Cuando Yulia llegó a casa de su suegra, se le cayó el alma a los pies: la puerta estaba cerrada con llave y el porche no estaba lleno de la habitual multitud. Un caos respetuoso. Llamó a la puerta. Silencio. Volvió a llamar y, de repente, oyó unos pasos suaves dentro. La puerta se abrió lentamente, pero Lyudmila Pavlovna no estaba. En el umbral estaba… el gato del vecino, que parecía observarla con calma.
«Buenos días», dijo Yulia, sonriendo para sí misma, pero una extraña sensación crecía en su interior.
La ansiedad se disipó. Entró en la casa, intentando disimular su confusión. Todo parecía ordenado, como si nadie hubiera salido en mucho tiempo, pero a la vez había una sensación de vacío: ni olor a comida, ni ruidos familiares; solo silencio y la tenue luz de un día de otoño.
Yulia entró en el salón.
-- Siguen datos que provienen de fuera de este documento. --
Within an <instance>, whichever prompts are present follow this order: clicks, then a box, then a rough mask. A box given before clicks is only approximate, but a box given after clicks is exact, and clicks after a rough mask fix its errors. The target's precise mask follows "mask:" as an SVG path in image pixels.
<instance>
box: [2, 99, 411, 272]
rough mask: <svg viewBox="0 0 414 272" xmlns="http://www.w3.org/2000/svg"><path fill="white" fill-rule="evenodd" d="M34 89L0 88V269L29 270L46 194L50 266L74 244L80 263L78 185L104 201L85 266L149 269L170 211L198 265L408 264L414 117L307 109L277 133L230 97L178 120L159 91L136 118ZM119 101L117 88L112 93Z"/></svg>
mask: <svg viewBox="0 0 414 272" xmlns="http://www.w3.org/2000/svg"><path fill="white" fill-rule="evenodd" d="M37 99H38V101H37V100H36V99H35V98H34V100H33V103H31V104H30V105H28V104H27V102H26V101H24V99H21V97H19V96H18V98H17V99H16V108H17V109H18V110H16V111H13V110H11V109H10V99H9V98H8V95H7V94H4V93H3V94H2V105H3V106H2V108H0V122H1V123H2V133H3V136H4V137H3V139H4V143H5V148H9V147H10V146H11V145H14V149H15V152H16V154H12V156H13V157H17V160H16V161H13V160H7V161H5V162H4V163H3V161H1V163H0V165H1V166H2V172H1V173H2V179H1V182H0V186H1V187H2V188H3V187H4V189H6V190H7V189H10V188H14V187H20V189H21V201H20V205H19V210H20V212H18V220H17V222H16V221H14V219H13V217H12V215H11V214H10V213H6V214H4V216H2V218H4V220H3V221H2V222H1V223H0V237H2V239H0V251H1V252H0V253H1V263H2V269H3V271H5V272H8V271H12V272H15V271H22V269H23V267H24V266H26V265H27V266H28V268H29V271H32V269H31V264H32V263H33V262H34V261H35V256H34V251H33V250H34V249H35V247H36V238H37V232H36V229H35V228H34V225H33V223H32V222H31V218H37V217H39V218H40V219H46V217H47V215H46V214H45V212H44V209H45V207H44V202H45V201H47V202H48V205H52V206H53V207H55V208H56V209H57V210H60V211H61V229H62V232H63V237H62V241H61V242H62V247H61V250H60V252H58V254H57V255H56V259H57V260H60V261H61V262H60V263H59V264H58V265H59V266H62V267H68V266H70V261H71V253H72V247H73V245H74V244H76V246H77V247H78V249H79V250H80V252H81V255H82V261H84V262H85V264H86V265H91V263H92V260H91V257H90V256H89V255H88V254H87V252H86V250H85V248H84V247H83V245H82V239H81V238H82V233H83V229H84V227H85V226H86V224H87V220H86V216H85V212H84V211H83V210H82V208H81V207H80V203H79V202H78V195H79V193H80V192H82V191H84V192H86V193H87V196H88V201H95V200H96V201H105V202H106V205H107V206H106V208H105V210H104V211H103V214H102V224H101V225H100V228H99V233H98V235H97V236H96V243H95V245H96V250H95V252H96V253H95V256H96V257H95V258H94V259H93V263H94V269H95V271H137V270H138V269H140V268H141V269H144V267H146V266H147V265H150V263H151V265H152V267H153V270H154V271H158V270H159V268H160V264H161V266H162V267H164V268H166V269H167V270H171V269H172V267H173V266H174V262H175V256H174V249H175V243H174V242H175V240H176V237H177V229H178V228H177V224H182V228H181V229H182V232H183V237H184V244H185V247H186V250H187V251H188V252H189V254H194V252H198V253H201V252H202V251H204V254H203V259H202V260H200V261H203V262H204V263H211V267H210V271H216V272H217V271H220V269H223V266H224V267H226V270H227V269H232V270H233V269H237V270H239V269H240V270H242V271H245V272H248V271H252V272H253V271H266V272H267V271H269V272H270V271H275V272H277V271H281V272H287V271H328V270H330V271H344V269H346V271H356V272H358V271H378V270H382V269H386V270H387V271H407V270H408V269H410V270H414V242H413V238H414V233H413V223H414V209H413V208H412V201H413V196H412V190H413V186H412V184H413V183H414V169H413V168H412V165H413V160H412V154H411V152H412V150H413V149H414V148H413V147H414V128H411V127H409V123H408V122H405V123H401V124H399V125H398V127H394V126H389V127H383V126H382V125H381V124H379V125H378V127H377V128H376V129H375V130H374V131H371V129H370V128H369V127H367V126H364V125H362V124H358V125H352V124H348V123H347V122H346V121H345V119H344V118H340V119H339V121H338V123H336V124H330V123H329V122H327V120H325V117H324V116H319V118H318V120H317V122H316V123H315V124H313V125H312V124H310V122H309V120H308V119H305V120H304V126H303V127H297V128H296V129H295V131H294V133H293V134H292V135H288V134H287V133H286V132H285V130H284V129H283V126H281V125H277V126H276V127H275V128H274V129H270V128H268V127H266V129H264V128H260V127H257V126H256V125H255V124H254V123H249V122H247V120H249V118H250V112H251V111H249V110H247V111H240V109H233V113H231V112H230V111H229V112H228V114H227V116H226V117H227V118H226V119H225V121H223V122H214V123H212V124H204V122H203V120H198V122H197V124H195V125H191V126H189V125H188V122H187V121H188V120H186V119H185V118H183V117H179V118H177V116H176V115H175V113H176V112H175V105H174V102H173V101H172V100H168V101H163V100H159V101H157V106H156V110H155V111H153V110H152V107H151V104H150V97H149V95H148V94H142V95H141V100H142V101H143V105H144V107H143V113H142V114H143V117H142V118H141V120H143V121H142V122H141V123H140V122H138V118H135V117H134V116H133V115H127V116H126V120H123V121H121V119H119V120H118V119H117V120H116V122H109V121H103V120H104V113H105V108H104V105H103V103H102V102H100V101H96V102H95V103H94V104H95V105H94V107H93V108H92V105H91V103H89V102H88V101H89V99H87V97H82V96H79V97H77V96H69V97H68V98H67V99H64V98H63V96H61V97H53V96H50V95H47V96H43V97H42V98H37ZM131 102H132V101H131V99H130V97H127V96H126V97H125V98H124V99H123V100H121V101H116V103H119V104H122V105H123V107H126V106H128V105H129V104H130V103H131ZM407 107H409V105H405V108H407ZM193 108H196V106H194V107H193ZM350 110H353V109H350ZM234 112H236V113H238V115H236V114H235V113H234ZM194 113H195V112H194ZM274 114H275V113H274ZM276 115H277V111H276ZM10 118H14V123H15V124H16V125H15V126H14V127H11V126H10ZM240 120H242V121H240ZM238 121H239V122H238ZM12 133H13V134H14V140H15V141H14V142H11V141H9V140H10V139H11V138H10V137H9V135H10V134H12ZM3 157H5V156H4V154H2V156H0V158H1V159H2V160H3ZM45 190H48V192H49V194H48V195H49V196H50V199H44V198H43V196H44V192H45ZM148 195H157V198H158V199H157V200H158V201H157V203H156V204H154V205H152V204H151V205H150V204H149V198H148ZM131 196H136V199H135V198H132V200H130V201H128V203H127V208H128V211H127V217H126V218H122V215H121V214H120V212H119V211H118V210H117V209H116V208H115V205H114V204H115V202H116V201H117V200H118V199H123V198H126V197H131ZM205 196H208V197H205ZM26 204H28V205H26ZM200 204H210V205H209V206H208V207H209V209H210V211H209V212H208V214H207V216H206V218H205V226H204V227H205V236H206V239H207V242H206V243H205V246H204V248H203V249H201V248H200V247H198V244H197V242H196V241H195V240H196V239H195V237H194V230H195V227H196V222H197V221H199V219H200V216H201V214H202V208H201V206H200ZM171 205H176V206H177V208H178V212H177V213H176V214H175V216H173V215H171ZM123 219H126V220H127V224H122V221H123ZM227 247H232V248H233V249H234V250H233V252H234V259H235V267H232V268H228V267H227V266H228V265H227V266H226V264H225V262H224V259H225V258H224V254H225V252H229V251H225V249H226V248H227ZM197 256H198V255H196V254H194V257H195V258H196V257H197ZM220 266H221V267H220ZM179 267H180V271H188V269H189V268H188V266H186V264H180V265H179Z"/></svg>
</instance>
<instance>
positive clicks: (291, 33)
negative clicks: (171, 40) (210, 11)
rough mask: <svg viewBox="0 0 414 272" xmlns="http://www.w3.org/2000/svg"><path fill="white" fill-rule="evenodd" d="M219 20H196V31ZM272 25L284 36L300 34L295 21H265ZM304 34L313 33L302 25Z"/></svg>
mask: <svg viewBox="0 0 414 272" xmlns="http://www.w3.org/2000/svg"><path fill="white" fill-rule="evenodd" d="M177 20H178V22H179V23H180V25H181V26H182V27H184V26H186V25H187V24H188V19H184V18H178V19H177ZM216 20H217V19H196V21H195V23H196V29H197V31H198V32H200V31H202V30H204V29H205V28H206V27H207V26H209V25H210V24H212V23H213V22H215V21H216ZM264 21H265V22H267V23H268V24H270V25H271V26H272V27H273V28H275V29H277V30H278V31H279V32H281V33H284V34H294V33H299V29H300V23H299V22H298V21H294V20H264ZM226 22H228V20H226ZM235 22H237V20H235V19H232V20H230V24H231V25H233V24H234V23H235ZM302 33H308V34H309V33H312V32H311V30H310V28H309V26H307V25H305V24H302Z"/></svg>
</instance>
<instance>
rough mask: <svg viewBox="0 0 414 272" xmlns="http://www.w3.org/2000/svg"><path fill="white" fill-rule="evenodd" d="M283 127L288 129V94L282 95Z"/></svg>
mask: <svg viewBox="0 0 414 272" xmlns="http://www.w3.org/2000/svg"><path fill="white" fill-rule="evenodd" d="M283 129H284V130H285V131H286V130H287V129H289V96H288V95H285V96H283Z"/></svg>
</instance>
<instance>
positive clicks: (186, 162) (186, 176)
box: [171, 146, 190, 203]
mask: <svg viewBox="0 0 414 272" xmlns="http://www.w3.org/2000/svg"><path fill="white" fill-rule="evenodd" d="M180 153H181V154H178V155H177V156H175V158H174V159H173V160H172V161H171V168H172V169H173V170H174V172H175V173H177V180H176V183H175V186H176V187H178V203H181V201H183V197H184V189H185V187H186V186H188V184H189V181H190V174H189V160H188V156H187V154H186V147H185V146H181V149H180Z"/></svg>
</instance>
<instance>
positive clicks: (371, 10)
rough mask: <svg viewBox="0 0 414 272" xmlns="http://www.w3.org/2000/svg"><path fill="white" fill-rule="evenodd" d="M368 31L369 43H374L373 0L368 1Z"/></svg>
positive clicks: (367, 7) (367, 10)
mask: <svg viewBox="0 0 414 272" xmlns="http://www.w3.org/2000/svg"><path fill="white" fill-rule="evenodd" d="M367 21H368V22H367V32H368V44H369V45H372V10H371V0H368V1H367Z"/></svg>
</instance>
Sobre la mesa había una nota, escrita con pulcritud por Igor:
«Yulia, no te preocupes por nosotros. Todo está bajo control. Mis padres están durmiendo, yo estoy en el trabajo. Haz lo que quieras».
Yulia apretó la nota entre sus manos. El corazón le latía con fuerza. Algo no cuadraba: Igor hablaba de visitar a sus padres enfermos, pero en realidad no había llamadas, ni visitas, ni llamadas de sus padres. Empezó a examinar la casa, buscando la más mínima señal de Lyudmila Pavlovna o Viktor Semyonovich.
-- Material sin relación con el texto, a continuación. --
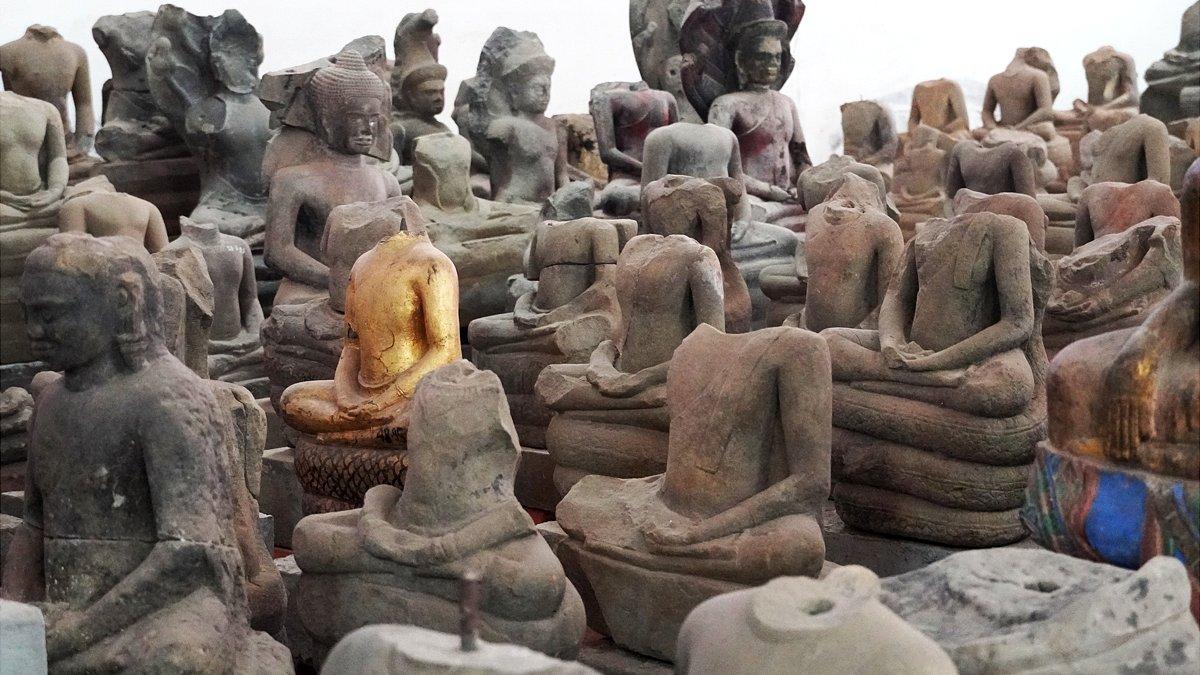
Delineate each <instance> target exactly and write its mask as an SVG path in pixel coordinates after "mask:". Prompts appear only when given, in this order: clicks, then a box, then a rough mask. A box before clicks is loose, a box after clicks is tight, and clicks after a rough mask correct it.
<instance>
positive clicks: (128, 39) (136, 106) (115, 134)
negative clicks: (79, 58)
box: [91, 12, 190, 162]
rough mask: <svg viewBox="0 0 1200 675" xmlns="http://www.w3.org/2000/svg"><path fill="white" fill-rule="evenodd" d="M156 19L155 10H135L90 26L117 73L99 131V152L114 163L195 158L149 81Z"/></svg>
mask: <svg viewBox="0 0 1200 675" xmlns="http://www.w3.org/2000/svg"><path fill="white" fill-rule="evenodd" d="M154 22H155V13H154V12H130V13H126V14H113V16H106V17H100V18H98V19H97V20H96V24H95V25H94V26H92V28H91V36H92V38H94V40H95V41H96V44H97V46H98V47H100V50H101V53H103V54H104V59H106V60H108V68H109V71H110V72H112V73H113V77H112V78H110V79H108V80H107V82H106V83H104V88H106V90H107V91H106V100H104V109H103V110H102V112H101V118H102V120H101V121H102V125H101V127H100V130H98V131H97V132H96V153H97V154H100V156H101V157H104V159H106V160H108V161H110V162H112V161H122V160H125V161H148V160H162V159H170V157H185V156H190V154H188V150H187V145H185V144H184V139H182V138H180V137H179V133H176V132H175V127H173V126H172V125H170V121H169V120H168V119H167V117H166V115H164V114H163V113H162V110H160V109H158V106H157V104H156V103H155V101H154V96H152V95H151V94H150V85H149V83H148V82H146V53H149V52H150V44H151V37H152V32H151V31H152V29H154Z"/></svg>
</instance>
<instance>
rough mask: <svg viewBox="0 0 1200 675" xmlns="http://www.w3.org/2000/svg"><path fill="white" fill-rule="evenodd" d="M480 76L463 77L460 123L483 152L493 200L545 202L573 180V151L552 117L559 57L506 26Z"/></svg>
mask: <svg viewBox="0 0 1200 675" xmlns="http://www.w3.org/2000/svg"><path fill="white" fill-rule="evenodd" d="M475 72H476V74H475V77H473V78H470V79H467V80H463V83H462V85H461V88H460V90H458V96H457V98H456V101H455V113H454V119H455V123H456V124H458V129H460V130H463V135H464V136H466V137H467V139H468V141H470V143H472V147H473V149H474V150H475V151H476V153H478V154H479V155H480V156H479V157H478V159H476V167H478V168H484V167H486V171H487V173H488V178H490V184H491V196H492V199H494V201H497V202H514V203H534V204H536V203H541V202H542V201H544V199H546V198H547V197H550V196H551V195H552V193H553V192H554V190H557V189H558V187H562V186H563V185H565V184H566V180H568V178H566V148H565V144H563V143H559V139H558V129H557V126H556V125H554V121H553V120H551V119H550V118H547V117H546V107H547V106H548V104H550V77H551V76H552V74H553V72H554V59H552V58H550V55H547V54H546V50H545V48H544V47H542V44H541V40H540V38H538V35H536V34H533V32H528V31H516V30H512V29H509V28H504V26H500V28H498V29H496V30H494V31H493V32H492V35H491V37H488V38H487V42H485V43H484V49H482V52H480V54H479V65H478V67H476V71H475Z"/></svg>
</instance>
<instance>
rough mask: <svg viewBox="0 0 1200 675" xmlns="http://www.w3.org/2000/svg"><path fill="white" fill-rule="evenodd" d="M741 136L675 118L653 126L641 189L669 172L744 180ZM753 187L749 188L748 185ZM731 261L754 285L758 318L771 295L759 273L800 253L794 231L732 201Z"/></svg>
mask: <svg viewBox="0 0 1200 675" xmlns="http://www.w3.org/2000/svg"><path fill="white" fill-rule="evenodd" d="M740 157H742V154H740V151H739V150H738V138H737V136H736V135H734V133H733V132H731V131H730V130H727V129H724V127H720V126H718V125H714V124H691V123H676V124H672V125H670V126H664V127H660V129H656V130H654V131H652V132H650V135H649V136H647V138H646V148H644V151H643V153H642V161H643V165H642V189H643V190H644V189H646V186H647V185H649V184H650V183H653V181H655V180H658V179H660V178H662V177H665V175H667V174H674V175H691V177H695V178H707V179H714V178H733V179H737V180H740V181H743V184H744V185H745V178H746V174H745V173H744V172H743V171H742V159H740ZM748 193H749V190H748ZM731 209H733V214H734V217H733V219H732V234H731V241H732V249H733V261H734V262H736V263H737V265H738V269H740V270H742V276H743V277H744V279H745V281H746V287H748V288H749V289H750V300H751V303H752V306H754V315H752V318H754V321H756V322H757V321H761V319H762V317H764V316H766V311H767V297H766V295H763V293H762V291H761V288H760V287H758V273H760V271H762V269H763V268H766V267H768V265H773V264H787V263H790V262H791V261H792V257H793V255H794V253H796V247H797V238H796V234H794V233H792V232H791V231H788V229H787V228H785V227H780V226H778V225H770V223H767V222H763V221H762V220H761V219H758V217H757V216H756V215H755V213H756V210H755V209H754V208H751V203H750V199H749V198H743V199H742V201H740V202H739V203H737V204H733V205H731Z"/></svg>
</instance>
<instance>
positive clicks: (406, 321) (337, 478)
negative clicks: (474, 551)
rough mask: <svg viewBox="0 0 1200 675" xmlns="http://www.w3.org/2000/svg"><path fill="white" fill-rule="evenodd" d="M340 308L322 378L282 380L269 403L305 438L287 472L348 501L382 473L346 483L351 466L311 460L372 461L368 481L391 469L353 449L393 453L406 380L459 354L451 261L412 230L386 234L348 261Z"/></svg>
mask: <svg viewBox="0 0 1200 675" xmlns="http://www.w3.org/2000/svg"><path fill="white" fill-rule="evenodd" d="M344 310H346V315H344V322H346V323H344V324H346V337H344V339H343V341H342V353H341V357H340V358H338V359H337V369H336V371H335V372H334V377H332V380H317V381H311V382H298V383H295V384H292V386H290V387H288V388H287V389H284V390H283V393H282V395H281V396H280V402H278V406H277V410H278V411H280V417H282V418H283V422H284V423H287V424H288V425H289V426H290V428H292V429H295V430H296V431H300V432H301V434H306V435H308V436H310V437H308V438H301V440H300V441H298V444H296V473H298V474H299V476H300V479H301V485H304V486H305V489H306V492H307V494H310V495H319V496H324V497H331V498H334V500H341V501H342V502H348V503H352V504H353V503H355V502H358V501H360V500H361V497H362V491H365V489H366V488H370V486H371V485H376V484H382V483H386V482H388V480H386V479H379V482H378V483H371V485H361V484H354V485H353V488H354V489H350V488H349V486H348V483H347V482H349V480H350V478H352V477H348V476H347V473H349V472H353V470H349V468H343V470H342V473H341V474H337V473H334V474H330V473H328V472H320V471H319V470H317V467H318V466H324V465H323V464H322V462H325V461H328V460H330V458H335V459H336V458H337V455H338V453H343V452H350V453H353V454H355V456H362V455H366V456H371V458H374V459H373V460H362V461H367V462H371V461H374V462H377V464H376V465H371V466H376V468H377V471H376V473H374V474H373V477H374V478H380V477H383V476H384V474H385V473H386V471H385V470H390V468H394V467H395V466H394V465H392V464H390V460H389V459H388V456H385V455H388V454H389V453H373V454H372V453H371V452H366V453H364V452H361V449H362V448H366V449H367V450H376V449H386V450H392V453H390V455H391V456H392V458H395V456H397V455H401V454H402V453H403V448H404V430H406V429H407V426H408V407H409V401H410V400H412V396H413V389H414V388H415V387H416V383H418V382H419V381H420V380H421V377H424V376H425V375H426V374H428V372H430V371H432V370H433V369H436V368H438V366H440V365H444V364H446V363H450V362H452V360H455V359H460V358H462V347H461V345H460V342H458V280H457V277H456V275H455V270H454V263H451V262H450V258H448V257H446V256H445V253H443V252H440V251H438V250H437V249H436V247H434V246H433V244H432V243H430V240H428V237H426V235H425V234H424V233H421V232H414V231H404V232H400V233H397V234H394V235H391V237H389V238H386V239H384V240H383V241H379V243H378V244H376V246H374V247H373V249H371V250H368V251H367V252H366V253H362V256H361V257H359V259H358V262H355V263H354V267H353V268H352V269H350V274H349V283H348V285H347V287H346V306H344ZM313 437H314V438H313ZM354 461H356V460H347V462H346V464H352V462H354ZM343 466H344V465H343ZM308 467H312V470H310V468H308ZM318 479H319V480H320V482H319V483H318V482H316V480H318Z"/></svg>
Entonces Yulia notó algo extraño: las puertas de la cocina y la despensa estaban cerradas con llave, los armarios bien cerrados y los tarros de mermelada de siempre no estaban en la mesa. Parecía como si la casa tuviera vida propia, sin la presencia de las personas de las que Igor había hablado.
—¿Dónde están? —susurró Yulia—. ¿Quizás se me escapa algo?